Forum Moderators: DixonJones
Les
I can see the number of times that Googlebot has hit my sites from the user agent report.I can't recall whether webalizer shows this by default or whether its because I modified the config file.
If I want to see exactly which pages have been hit I download the log file and hand analyse.
Usually the number of Googlebot hits is enough to tell me if something has gone wrong.

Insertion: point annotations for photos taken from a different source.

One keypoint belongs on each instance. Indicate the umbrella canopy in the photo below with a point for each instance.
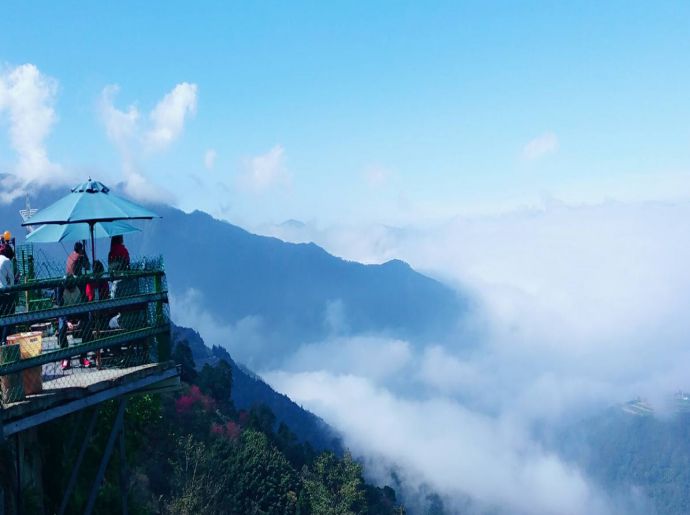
(50, 233)
(90, 202)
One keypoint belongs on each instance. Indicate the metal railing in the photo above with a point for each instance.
(53, 337)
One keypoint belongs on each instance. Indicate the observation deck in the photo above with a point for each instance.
(123, 333)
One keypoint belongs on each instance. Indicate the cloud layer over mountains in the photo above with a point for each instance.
(578, 308)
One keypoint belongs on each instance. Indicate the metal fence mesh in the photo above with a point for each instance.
(64, 332)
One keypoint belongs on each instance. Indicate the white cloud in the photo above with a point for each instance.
(210, 158)
(437, 441)
(577, 308)
(168, 117)
(27, 99)
(377, 176)
(265, 171)
(540, 146)
(135, 139)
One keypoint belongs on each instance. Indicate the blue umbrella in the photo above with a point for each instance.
(90, 203)
(50, 233)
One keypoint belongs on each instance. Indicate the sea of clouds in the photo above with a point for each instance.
(577, 308)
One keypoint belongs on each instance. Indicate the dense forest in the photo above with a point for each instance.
(192, 452)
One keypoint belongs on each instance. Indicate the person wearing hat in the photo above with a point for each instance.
(77, 262)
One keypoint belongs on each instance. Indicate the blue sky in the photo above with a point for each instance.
(385, 111)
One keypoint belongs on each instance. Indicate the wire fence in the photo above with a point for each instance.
(62, 332)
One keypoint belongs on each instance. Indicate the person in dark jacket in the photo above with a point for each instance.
(77, 262)
(118, 257)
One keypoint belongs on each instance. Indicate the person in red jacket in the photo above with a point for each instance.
(118, 257)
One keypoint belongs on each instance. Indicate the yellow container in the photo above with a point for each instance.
(30, 345)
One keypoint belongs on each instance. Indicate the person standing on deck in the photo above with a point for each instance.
(77, 261)
(118, 257)
(7, 300)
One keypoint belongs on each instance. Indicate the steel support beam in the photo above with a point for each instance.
(117, 427)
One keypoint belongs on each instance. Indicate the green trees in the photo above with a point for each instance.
(191, 452)
(335, 486)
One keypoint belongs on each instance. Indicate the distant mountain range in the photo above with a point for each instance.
(288, 294)
(298, 292)
(249, 390)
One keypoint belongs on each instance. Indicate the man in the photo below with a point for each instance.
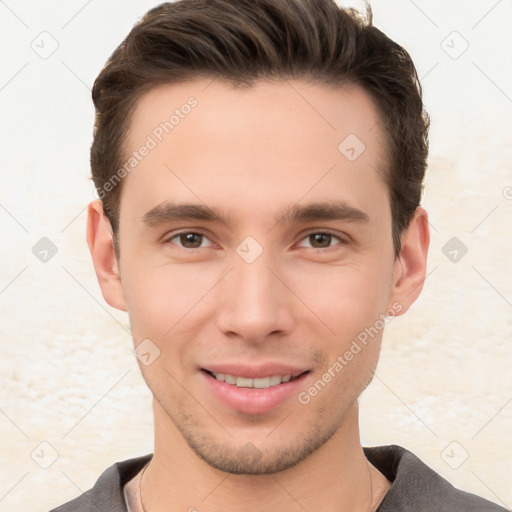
(259, 166)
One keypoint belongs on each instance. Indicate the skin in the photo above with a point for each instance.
(254, 153)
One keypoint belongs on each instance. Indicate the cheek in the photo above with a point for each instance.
(162, 297)
(347, 298)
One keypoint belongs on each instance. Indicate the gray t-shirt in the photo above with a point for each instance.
(415, 487)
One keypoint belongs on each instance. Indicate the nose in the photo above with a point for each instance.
(254, 301)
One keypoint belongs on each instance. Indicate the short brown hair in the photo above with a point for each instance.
(241, 41)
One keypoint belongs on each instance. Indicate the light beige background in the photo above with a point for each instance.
(67, 374)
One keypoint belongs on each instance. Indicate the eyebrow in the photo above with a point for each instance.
(332, 210)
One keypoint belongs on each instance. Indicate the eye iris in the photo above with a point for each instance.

It has a big advantage that you can easily run ad hoc queries using standard SQL and test a whole range of hunches using AND/OR etc .
Examples:
cs(User-Agent) like '%googlebot%'
cs(User-Agent) like '%slurp%'
cs-uri-stem like '%sitemap%'
cs-uri-stem like '%guestbook%'
If you just want to look for spiders in your logs, you can just open the log files in notepad and use find.
HTH
$database = "/path/to/site/public_html/cgi-local/google.txt";
$shortdate = `date +"%D %T %Z"`;
chop ($shortdate);
if ($ENV{'HTTP_USER_AGENT'} =~ /googlebot/) {
open (DATABASE,">>$database");
print DATABASE "$ENV{'REMOTE_ADDR'} - $ENV{'HTTP_USER_AGENT'} - $ENV{'SCRIPT_URL'} - $shortdate\n";
close(DATABASE);
}
Or you can create your own Googlebot log using telnet.
cat /path/to/log/web.log? grep 216.239.46 > /path/to/googlelog/public_html/deepboot.log
The '?' in 'log? grep' should be the line going up and down located above the return button, with a space before and after it. This board can't read every mark.